L’intensité du stress ressenti au travail a doublé en un an (baromètre Cegos)

Seules 16 % des entreprises ont signé un accord sur la qualité de vie au travail et la moitié n’a pas l’intention de le faire, alors que plus de 60 % des salariés déclarent subir du « stress régulier » au travail, dont l’intensité a doublé en un an, selon le dernier baromètre Cegos sur le climat social, rendu public le 22 octobre 2015. La 17e édition de l’étude relève par ailleurs que la moitié des managers et salariés jugent que le climat social s’est dégradé. « Ça continue à descendre, analyse Catherine Lainé, spécialiste des enjeux RH, notamment pour les managers, particulièrement exposés. » Autre enseignement : l’ambivalence des effets des outils numériques, qui améliorent l’accès à l’information mais déséquilibrent le rapport entre vie professionnelle et vie personnelle selon la majorité des collaborateurs.

La perception du climat social dans les entreprises « continue à descendre, mais ce n’est pas parce que ça se dégrade qu’on est malheureux », analyse Catherine Lainé, senior consultante chez Cegos, au regard des chiffres du baromètre présenté le 22 octobre 2015 (1). Plus de 40 % des salariés, 50 % des managers et 34 % des DRH estiment que le climat social s’est, « globalement », un peu voire beaucoup dégradé. Dans le même temps, plus de sept salariés sur dix et 80 % des managers considèrent « satisfaisante » l’ambiance de travail au sein de leur équipe. « Il y a une lucidité sur ce qui est en train de se passer dans l’entreprise, mais le vécu n’est pas si catastrophique que ça », poursuit-elle.

Dialogue social : les DRH « circonspects » sur la loi Rebsamen

Ainsi, l’ensemble des collaborateurs restent en majorité investis : 54 % chez les salariés et 82 % chez les managers se disent très engagés, mais leurs attentes diffèrent. « Les salariés demandent du contact, que les managers leur parlent. Mais les managers, quand ils n’ont pas d’informations précises, craignent d’être pris en défaut et ne sortent pas de leur bureau », commente Catherine Lainé. La moitié des DRH estime par ailleurs que les managers ayant le meilleur climat social dans leurs équipes sont ceux qui « organisent des points hebdomadaires ou mensuels avec leurs collaborateurs », prennent du temps avec eux et communiquent de manière « claire et transparente ».

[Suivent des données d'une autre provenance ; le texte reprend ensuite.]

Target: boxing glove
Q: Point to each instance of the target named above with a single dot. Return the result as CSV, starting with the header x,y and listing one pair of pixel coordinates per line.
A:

Si l’ensemble des collaborateurs considèrent avoir accès « facilement » aux représentants du personnel, seule la moitié des salariés ont « confiance [en eux] pour accompagner les transformations de l’entreprise », une proportion qui tombe à 28 % chez les managers. Pour résoudre les conflits, les salariés préfèrent « se faire justice soi-même », selon Virginie Loye, responsable des formations RH, en allant discuter directement avec le manager (46 % des salariés), ou « en levant le pied » plutôt que de consulter les représentants du personnel (15 % pour les salariés, 1 % des managers). Concernant la nouvelle loi dite « Rebsamen » , « les DRH sont circonspects », 17 % seulement jugeant qu’elle va « améliorer la qualité du dialogue social ».

Un quart des salariés victimes de harcèlement ou de burn-out

Comme en 2014, un quart des collaborateurs assurent avoir déjà été victimes de dépression à cause de leur travail ou de harcèlement moral. Si plus de la moitié des DRH interrogés déclarent avoir mis en place des actions de prévention des risques psychosociaux et d’amélioration de la qualité de vie au travail, plus de huit sur dix n’ont pas signé d’accord sur le sujet, 50 % d’entre eux n’envisagent pas de leur faire.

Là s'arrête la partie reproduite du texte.